Terminal ferroviário vai gerar empregos e desenvolvimento dos municípios da Baixada Cuiabana

A diretoria da Rumo Logística confirmou a construção de um terminal ferroviário na região de Cuiabá, durante reunião na segunda-feira (17) na Assembleia Legisliva de Mato Grosso (ALMT), na presença de deputados e dois senadores para tratar da extensão da Ferronorte em território mato-grossense.

O deputado Carlos Avallone (PSDB), que em 2019 realizou uma audiência pública sobre o assunto na sede da Fiemt, em Cuiabá, destacou o intenso trabalho que vem sendo feito pelas lideranças politicas e empresariais para que a ferrovia chegue a Cuiabá. “A ferrovia é muito mais do que transporte de cargas, é desenvolvimento e geração de emprego e renda para a população de catorze municípios da baixada cuiabana”, justificou Avallone.

O diretor- presidente da Rumo, João Alberto Abreu, confirmou os planos da empresa em Mato Grosso, que tem como prioridade a extensão de sua malha ferroviária em direção à carga nas regiões produtoras. Eles se preparam para atender um estado que até 2030 deve chegar a 120 milhões de toneladas de produção.

“Nós temos dentro deste projeto, a intenção de chegar a Lucas do Rio Verde e também um ramal chegando a Cuiabá. Temos um projeto de engenharia praticamente pronto, o processo de licenciamento ambiental em andamento. É um projeto que traz desenvolvimento ao estado e também à região de Cuiabá e Várzea Grande. Estamos conversando com os deputados, senadores e o governo, envolvendo todas as áreas para definir o que é melhor não só para escoar a produção crescente, mas também para a região da Baixada Cuiabana que tem uma oportunidade enorme de desenvolvimento”, disse o CEO da Rumo, Beto Abreu.
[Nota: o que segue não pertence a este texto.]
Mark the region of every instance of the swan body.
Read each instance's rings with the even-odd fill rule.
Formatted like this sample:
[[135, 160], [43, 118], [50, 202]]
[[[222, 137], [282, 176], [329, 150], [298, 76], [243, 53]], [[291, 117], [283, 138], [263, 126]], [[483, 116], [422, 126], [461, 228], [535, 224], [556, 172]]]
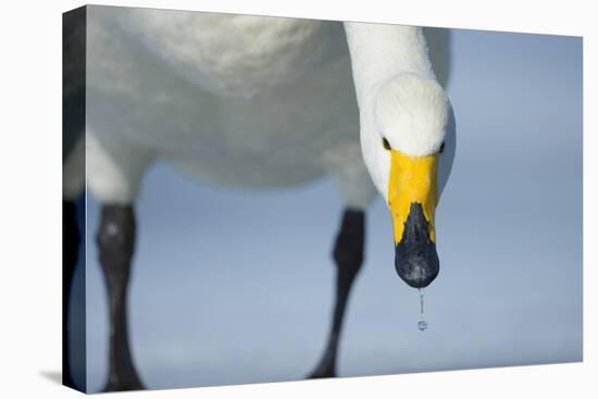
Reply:
[[[421, 28], [408, 26], [88, 7], [87, 32], [87, 182], [109, 203], [134, 201], [148, 166], [166, 162], [245, 188], [332, 175], [348, 205], [365, 208], [370, 176], [386, 196], [377, 164], [389, 162], [379, 135], [364, 134], [373, 88], [400, 71], [434, 76]], [[84, 180], [73, 163], [66, 198]]]
[[[423, 288], [439, 270], [434, 212], [454, 136], [447, 135], [449, 101], [422, 28], [149, 9], [86, 12], [85, 74], [64, 67], [63, 109], [73, 116], [64, 129], [63, 146], [72, 150], [63, 167], [71, 219], [63, 225], [76, 240], [72, 202], [87, 183], [102, 204], [97, 242], [113, 332], [105, 389], [142, 387], [126, 345], [124, 303], [133, 203], [155, 162], [233, 187], [336, 179], [345, 201], [333, 251], [337, 295], [328, 344], [310, 376], [336, 375], [347, 299], [363, 262], [364, 213], [376, 190], [393, 217], [399, 276]], [[65, 43], [67, 54], [80, 47], [76, 38]], [[73, 134], [86, 139], [72, 145]]]
[[332, 174], [348, 203], [371, 201], [340, 23], [90, 10], [87, 178], [101, 201], [132, 201], [157, 161], [236, 187]]

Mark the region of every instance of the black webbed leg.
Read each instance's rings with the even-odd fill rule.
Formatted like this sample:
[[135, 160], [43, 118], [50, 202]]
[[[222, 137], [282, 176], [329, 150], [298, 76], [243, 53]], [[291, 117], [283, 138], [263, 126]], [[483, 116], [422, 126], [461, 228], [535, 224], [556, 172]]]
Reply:
[[62, 384], [74, 388], [71, 375], [71, 342], [68, 341], [71, 286], [79, 249], [77, 208], [75, 202], [62, 201]]
[[107, 391], [144, 389], [128, 346], [127, 287], [135, 247], [135, 214], [130, 205], [104, 205], [97, 236], [110, 309]]
[[365, 214], [362, 210], [346, 209], [336, 237], [333, 258], [336, 263], [336, 299], [328, 344], [310, 378], [336, 376], [336, 357], [347, 300], [353, 280], [363, 263]]

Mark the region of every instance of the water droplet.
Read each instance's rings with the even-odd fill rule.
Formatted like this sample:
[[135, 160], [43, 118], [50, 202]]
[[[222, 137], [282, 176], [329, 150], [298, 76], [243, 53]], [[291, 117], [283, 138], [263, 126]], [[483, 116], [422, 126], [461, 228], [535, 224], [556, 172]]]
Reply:
[[424, 320], [424, 289], [419, 288], [420, 291], [420, 322], [418, 323], [418, 328], [421, 332], [425, 332], [427, 329], [427, 322]]

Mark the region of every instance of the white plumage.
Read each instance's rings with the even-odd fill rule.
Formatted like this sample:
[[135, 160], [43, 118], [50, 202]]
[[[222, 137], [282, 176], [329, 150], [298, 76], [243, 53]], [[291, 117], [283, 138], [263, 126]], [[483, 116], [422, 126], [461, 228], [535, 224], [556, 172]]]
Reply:
[[[388, 140], [413, 155], [445, 138], [448, 100], [421, 28], [97, 7], [87, 25], [78, 151], [104, 203], [134, 201], [147, 167], [164, 161], [240, 187], [333, 175], [347, 205], [365, 208], [375, 192], [367, 169], [386, 197], [379, 129], [391, 127]], [[76, 157], [67, 198], [82, 182], [68, 167]]]

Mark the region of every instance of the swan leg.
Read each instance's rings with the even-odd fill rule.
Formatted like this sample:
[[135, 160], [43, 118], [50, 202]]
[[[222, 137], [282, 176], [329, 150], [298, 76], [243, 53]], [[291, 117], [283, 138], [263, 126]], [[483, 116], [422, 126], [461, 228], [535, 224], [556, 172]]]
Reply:
[[110, 349], [107, 391], [144, 389], [128, 344], [126, 300], [135, 247], [132, 205], [104, 204], [97, 235], [110, 310]]
[[126, 306], [136, 235], [132, 204], [150, 162], [140, 148], [88, 129], [87, 187], [102, 204], [96, 238], [110, 313], [107, 391], [144, 389], [130, 353]]
[[340, 230], [336, 237], [333, 258], [336, 263], [336, 298], [332, 328], [324, 353], [309, 378], [336, 376], [336, 357], [342, 329], [347, 300], [356, 276], [363, 263], [365, 213], [361, 209], [347, 208], [342, 214]]
[[71, 375], [71, 342], [68, 341], [71, 286], [77, 265], [80, 242], [75, 202], [62, 201], [62, 384], [74, 388]]

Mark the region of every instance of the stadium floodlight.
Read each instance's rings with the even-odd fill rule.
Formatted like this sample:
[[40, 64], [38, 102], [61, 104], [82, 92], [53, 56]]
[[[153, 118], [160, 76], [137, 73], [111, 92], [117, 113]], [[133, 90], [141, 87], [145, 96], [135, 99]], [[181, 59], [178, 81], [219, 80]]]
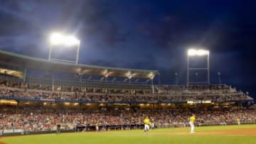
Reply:
[[189, 49], [188, 50], [188, 56], [203, 56], [203, 55], [208, 55], [209, 50], [202, 50], [202, 49]]
[[78, 45], [75, 64], [78, 63], [80, 40], [77, 38], [73, 35], [65, 35], [59, 33], [53, 33], [50, 35], [50, 48], [49, 51], [48, 60], [51, 60], [50, 56], [51, 56], [53, 45], [65, 45], [68, 47], [73, 45]]
[[[207, 56], [207, 67], [204, 68], [191, 68], [189, 65], [189, 57], [201, 57], [201, 56]], [[189, 85], [189, 71], [190, 70], [207, 70], [207, 82], [208, 84], [210, 84], [210, 62], [209, 62], [209, 57], [210, 57], [210, 51], [203, 50], [203, 49], [198, 49], [198, 48], [190, 48], [188, 50], [188, 57], [187, 57], [187, 86]], [[197, 77], [197, 75], [196, 75]], [[203, 82], [204, 83], [204, 82]]]
[[54, 33], [50, 35], [51, 45], [65, 45], [68, 46], [79, 45], [80, 40], [73, 35], [65, 35]]

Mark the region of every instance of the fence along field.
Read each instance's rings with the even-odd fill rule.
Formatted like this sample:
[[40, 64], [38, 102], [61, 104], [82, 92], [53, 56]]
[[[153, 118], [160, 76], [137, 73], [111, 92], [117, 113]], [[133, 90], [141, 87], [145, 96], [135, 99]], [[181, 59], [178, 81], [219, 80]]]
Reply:
[[255, 144], [256, 125], [233, 125], [196, 127], [195, 133], [189, 128], [150, 130], [113, 131], [43, 134], [1, 138], [5, 144]]

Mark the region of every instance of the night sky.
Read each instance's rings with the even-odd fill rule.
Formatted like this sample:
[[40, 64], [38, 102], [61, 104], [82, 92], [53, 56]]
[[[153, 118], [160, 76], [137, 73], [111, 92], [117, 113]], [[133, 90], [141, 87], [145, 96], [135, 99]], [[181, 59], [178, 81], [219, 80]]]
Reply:
[[49, 36], [60, 31], [80, 40], [80, 63], [158, 70], [161, 84], [175, 84], [177, 72], [185, 84], [187, 49], [206, 48], [211, 83], [220, 72], [255, 97], [255, 8], [251, 0], [0, 0], [0, 49], [47, 59]]

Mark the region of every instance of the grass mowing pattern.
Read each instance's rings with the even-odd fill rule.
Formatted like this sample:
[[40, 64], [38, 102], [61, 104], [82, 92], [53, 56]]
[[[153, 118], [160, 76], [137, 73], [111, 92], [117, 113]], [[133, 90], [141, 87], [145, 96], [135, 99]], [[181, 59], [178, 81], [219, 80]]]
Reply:
[[[239, 129], [256, 129], [256, 125], [196, 127], [198, 133]], [[189, 128], [150, 130], [85, 132], [2, 138], [6, 144], [256, 144], [255, 135], [190, 134]]]

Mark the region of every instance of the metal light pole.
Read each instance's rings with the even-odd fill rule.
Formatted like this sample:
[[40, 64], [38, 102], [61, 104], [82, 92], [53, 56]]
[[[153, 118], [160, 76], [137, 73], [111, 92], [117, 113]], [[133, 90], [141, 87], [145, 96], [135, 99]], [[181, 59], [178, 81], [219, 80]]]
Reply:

Nova legislação – Carlos Avallone informou que estão sendo elaborados uma PEC (Projeto de Emenda à Constituição) e um Projeto de Lei. Eles contemplam uma alternativa que já está sendo usada no Pará, por exemplo: uma autorização estadual para esta ferrovia no trecho previsto dentro de Mato Grosso, assegurada através desta mudança na Constituição estadual.

“Sempre defendemos que a Baixada Cuiabana não pode ficar fora deste processo de expansão e hoje a Rumo reafirmou este compromisso com a construção de um terminal de contêineres e combustíveis aqui. Vamos entrar com a PEC e o PL, defendendo inclusive que a autorização seja feita pelo Estado, pois é uma ferrovia dentro do nosso território, ligando Rondonópolis a Cuiabá e seguindo até Lucas”, disse Avallone.

Ele destacou o apoio dos senadores Wellington Fagundes (PR) e Jayme Campos (DEM), que trouxeram subsídios através de estudos técnicos para viabilizar estes projetos. “Agora nós deputados vamos correr com estes dois projetos para que no prazo mais curto possível possamos aprová-los aqui, assegurando a expansão da ferrovia e o grande sonho de Vicente Vuolo, de Cuiabá e de toda a Baixada Cuiabana.

Presidente da Frente Parlamentar de Logística e Infraestrutura, o senador Wellington destacou que o PL e a PEC contemplam duas  alternativas,  a concessão federal existente e/ou a autorização a ser dada pelo Estado. “Através desta nova legislação que estamos sugerindo à Assembleia, as bancadas federal e estadual estão fazendo a sua parte para viabilizar o mais rápido possível, em cinco a oito anos, a chegada dos trilhos à capital e interior”.

A Baixada Cuiabana é composta por 14 municípios – Acorizal, Barão de Melgaço, Campo Verde, Chapada dos Guimarães, Cuiabá, Jangada, Nobres, Nossa Senhora do Livramento, Nova Brasilândia, Planalto da Serra, Poconé, Rosário Oeste, Santo Antônio do Leverger e Várzea Grande – que serão impactados direta e indiretamente com a construção do terminal ferroviário.